By discovering the culprit behind the decrease in blood flow in the brains of people with Alzheimer's, Cornell University's biomedical engineers have made possible new promising therapies for the disease.
Do you know that vertigo gives you when, after lying down for a prolonged period, you get up a little too fast?
That sensation is caused by a sudden reduction in blood flow to the brain, a reduction of about 30 percent. Now imagine living every minute of every day with that level of decreased blood flow.
People with Alzheimer's disease should not imagine it. The existence of cerebral blood flow reduction in patients with Alzheimer's disease has been known for decades, but the exact correlation with impaired cognitive function is less understandable.
"People probably adapt to decreasing blood flow, so they do not experience vertigo of time, but there is clear evidence that impacts cognitive function," said Chris Schaffer, an associate professor of biomedical engineering at Cornell University.
A new study from the joint laboratory of Schaffer and associate professor Nozomi Nishimura, offers an explanation for this dramatic decrease in blood flow: white blood cells attached to the inside of the capillaries, the smallest blood vessels in the brain. And while only a small percentage of capillaries undergo this blockage, each stalled vessel leads to a decrease in blood flow in several downstream vessels, amplifying the impact on the overall cerebral blood flow.
Their card "The adhesion of neutrophils in the brain capillaries reduces cortical blood flow" and alters the function of memory in Alzheimer's models ", published in Nature Neuroscience . [1
The paper, said Schaffer, is the point of arrival of about a decade of studies, data collection and analysis.It began with a study in which Nishimura was trying to put clots in the vasculature of the Alzheimer's brain to see their effect.
"It turns out that … the blocks we were trying to induce were already there, "she said." She turned the search around – this is a phenomenon that was already happening. "
Recent studies suggest that blood flow deficits cer They are one of the first detectable symptoms of dementia.
"What we did is identify the cellular mechanism that causes reduced blood flow in the brain in Alzheimer's disease models, which are neutrophils [white blood cells] that stick to the capillaries," Schaffer said. "We have shown that when we block the cellular mechanism [that causes the stalls] we get an improved blood flow, and associated with that improvement in blood flow is immediate restoration of the cognitive performance of spatial and work memory tasks."
"Now that we know the cellular mechanism," he said, "it's a much closer path to identify the drug or the therapeutic approach to treat it."

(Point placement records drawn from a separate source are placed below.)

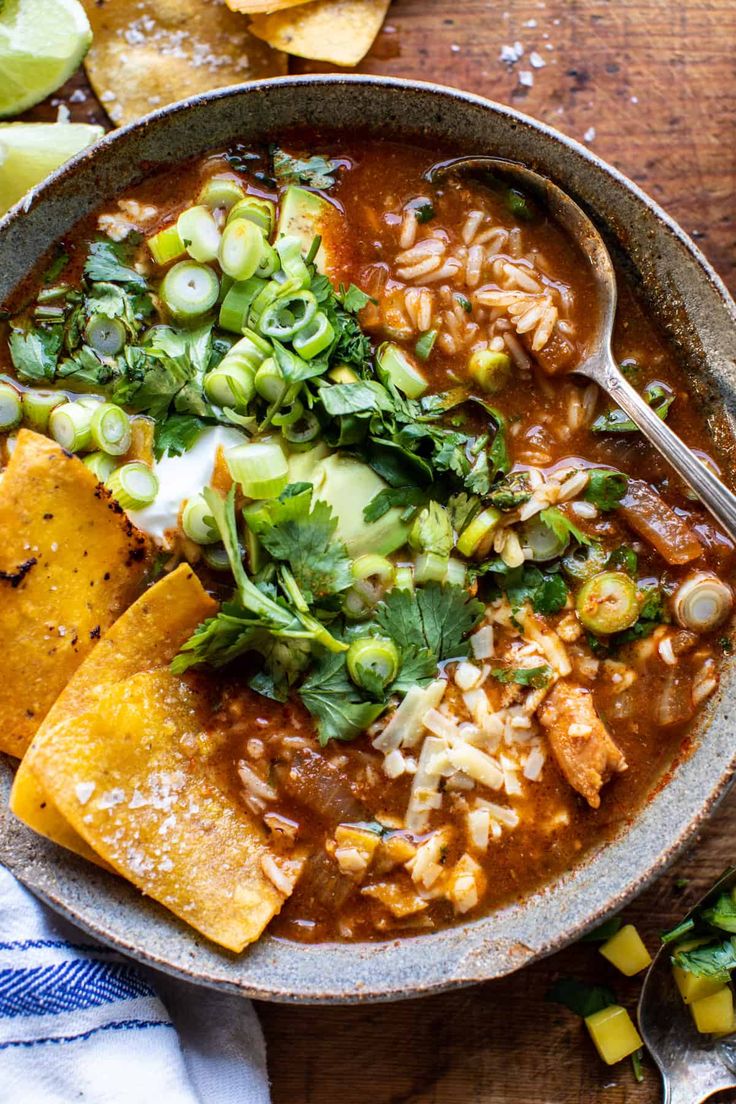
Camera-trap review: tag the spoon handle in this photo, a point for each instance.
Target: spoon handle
(712, 492)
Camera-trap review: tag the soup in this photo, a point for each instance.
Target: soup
(466, 616)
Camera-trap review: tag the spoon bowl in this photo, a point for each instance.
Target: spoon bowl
(599, 363)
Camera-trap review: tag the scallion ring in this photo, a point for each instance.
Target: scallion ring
(105, 335)
(190, 289)
(301, 433)
(135, 486)
(100, 465)
(110, 430)
(70, 425)
(315, 337)
(241, 248)
(198, 522)
(38, 406)
(371, 659)
(259, 467)
(288, 316)
(11, 410)
(200, 233)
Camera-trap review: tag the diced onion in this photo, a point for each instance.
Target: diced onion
(135, 486)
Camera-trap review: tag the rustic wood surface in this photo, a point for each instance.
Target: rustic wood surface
(651, 86)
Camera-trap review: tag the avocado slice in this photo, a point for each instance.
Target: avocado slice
(348, 486)
(305, 214)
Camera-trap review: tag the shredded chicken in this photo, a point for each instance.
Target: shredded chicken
(584, 751)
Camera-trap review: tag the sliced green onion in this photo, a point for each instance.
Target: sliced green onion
(540, 541)
(373, 576)
(607, 603)
(477, 538)
(373, 658)
(259, 467)
(100, 465)
(425, 343)
(70, 426)
(301, 433)
(105, 335)
(342, 373)
(198, 522)
(404, 579)
(456, 573)
(269, 382)
(135, 486)
(215, 556)
(288, 316)
(221, 192)
(110, 430)
(167, 245)
(585, 561)
(269, 262)
(236, 305)
(430, 568)
(200, 233)
(11, 409)
(189, 289)
(315, 337)
(292, 263)
(241, 248)
(257, 211)
(402, 372)
(38, 406)
(490, 370)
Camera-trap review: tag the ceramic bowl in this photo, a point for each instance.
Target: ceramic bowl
(688, 300)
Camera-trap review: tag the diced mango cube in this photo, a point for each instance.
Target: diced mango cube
(714, 1015)
(627, 952)
(612, 1032)
(693, 988)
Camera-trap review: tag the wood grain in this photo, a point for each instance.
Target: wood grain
(651, 86)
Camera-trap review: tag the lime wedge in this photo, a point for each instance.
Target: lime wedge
(29, 151)
(41, 44)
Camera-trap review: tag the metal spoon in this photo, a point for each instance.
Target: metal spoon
(692, 1067)
(599, 363)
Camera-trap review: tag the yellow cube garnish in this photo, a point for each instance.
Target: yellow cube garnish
(614, 1033)
(627, 952)
(714, 1015)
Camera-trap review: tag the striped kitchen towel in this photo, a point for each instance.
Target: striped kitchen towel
(82, 1023)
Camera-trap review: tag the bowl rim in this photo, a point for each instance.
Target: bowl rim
(477, 968)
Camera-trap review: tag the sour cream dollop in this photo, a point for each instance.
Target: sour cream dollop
(180, 477)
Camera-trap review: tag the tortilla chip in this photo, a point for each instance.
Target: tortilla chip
(128, 777)
(146, 636)
(148, 53)
(70, 563)
(338, 31)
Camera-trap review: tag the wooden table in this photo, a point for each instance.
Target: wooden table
(651, 86)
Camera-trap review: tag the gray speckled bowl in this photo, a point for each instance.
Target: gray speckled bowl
(688, 299)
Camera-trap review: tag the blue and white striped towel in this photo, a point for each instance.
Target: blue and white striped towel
(80, 1022)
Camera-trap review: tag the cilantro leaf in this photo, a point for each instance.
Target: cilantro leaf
(562, 527)
(305, 539)
(315, 171)
(106, 262)
(536, 677)
(177, 434)
(580, 997)
(435, 617)
(336, 702)
(35, 353)
(606, 489)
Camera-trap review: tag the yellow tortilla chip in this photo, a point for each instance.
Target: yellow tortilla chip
(148, 53)
(146, 636)
(127, 776)
(70, 563)
(338, 31)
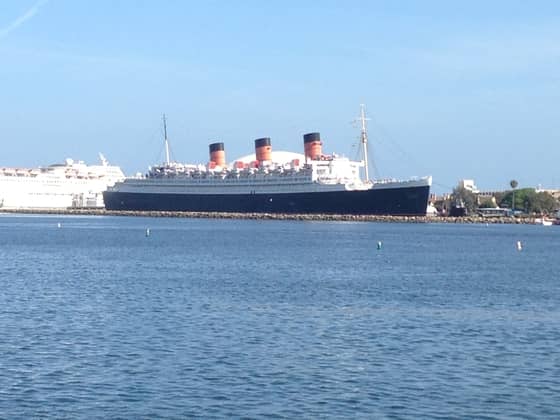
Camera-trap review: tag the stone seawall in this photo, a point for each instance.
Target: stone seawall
(273, 216)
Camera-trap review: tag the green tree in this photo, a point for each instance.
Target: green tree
(530, 201)
(513, 184)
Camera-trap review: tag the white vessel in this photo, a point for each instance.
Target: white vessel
(71, 184)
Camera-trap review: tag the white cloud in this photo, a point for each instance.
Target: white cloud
(32, 11)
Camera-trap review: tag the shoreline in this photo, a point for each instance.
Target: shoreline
(275, 216)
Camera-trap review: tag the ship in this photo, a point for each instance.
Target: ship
(271, 182)
(71, 184)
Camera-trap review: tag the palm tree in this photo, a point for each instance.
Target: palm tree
(513, 184)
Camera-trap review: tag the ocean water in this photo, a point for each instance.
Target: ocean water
(283, 319)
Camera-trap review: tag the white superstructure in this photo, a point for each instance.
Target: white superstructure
(66, 185)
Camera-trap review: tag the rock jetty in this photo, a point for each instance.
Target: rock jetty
(283, 216)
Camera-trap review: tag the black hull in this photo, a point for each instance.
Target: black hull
(409, 201)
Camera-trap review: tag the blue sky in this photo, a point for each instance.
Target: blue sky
(455, 89)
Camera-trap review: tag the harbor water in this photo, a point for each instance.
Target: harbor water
(137, 317)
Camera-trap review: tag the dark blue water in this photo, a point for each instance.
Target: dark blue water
(237, 318)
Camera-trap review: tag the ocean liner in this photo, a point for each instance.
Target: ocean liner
(271, 182)
(59, 186)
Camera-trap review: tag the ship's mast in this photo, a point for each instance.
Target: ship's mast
(363, 120)
(166, 141)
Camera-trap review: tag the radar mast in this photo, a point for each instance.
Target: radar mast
(363, 120)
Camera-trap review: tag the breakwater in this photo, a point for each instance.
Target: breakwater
(274, 216)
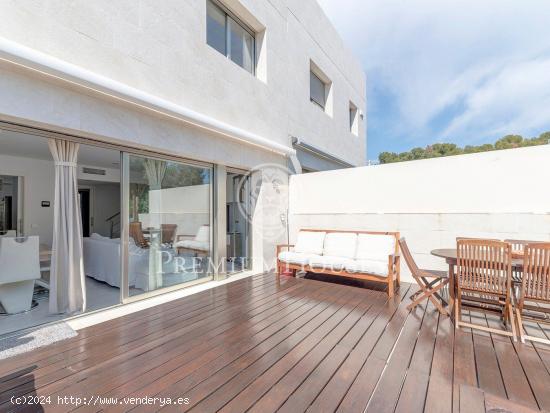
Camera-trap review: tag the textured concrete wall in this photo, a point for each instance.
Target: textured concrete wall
(160, 48)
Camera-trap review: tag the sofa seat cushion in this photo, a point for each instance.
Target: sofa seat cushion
(375, 247)
(340, 244)
(293, 257)
(310, 242)
(193, 244)
(327, 262)
(367, 266)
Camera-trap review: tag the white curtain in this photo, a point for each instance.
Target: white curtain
(67, 283)
(155, 171)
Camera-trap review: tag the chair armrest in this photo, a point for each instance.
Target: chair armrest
(180, 237)
(281, 246)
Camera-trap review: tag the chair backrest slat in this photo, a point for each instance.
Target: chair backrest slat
(536, 272)
(408, 257)
(518, 245)
(484, 265)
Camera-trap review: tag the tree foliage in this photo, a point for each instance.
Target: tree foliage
(447, 149)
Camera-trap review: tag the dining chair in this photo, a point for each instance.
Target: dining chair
(534, 294)
(483, 282)
(518, 247)
(136, 233)
(168, 234)
(20, 267)
(430, 281)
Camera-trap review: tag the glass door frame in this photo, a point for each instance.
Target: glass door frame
(125, 296)
(249, 243)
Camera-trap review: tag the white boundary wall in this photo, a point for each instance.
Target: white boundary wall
(500, 194)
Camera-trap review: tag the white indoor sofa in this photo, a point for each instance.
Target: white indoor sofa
(19, 269)
(365, 255)
(102, 261)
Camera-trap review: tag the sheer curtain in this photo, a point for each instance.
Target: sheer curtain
(67, 283)
(155, 171)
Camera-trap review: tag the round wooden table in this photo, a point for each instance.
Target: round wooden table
(449, 254)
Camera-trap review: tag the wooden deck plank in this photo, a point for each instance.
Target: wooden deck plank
(268, 343)
(488, 369)
(317, 347)
(516, 383)
(386, 395)
(181, 330)
(144, 318)
(382, 337)
(203, 382)
(415, 388)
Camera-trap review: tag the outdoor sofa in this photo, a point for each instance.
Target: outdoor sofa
(363, 255)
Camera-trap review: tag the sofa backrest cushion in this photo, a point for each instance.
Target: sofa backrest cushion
(340, 244)
(377, 247)
(203, 234)
(310, 242)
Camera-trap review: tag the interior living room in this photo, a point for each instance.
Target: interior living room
(167, 238)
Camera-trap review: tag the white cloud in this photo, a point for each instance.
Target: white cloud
(489, 56)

The team identified about 20 drugs, many of the which have already been approved by the FDA for human use, which have potential in the treatment of dementia and are examining these drugs in Alzheimer's mice.
Schaffer said it was "super-optimistic" that if the same capillary blocking mechanism is at play in humans as in mice, this line of research "could be a complete game change for people with the disease of Alzheimer's ".
The study found that exercise is good for the brain, modifies blood flow in the elderly
Jean C. Cruz Hernández et al., Neutrophil adhesion in brain capillaries reduces cortical blood flow and alters memory function in mouse models of Alzheimer's disease, Nature Neuroscience (2019). DOI: 10.1038 / s41593-018-0329-4
Researchers closer to new Alzheimer's therapy with discovery of cerebral blood flow (2019, 11 February)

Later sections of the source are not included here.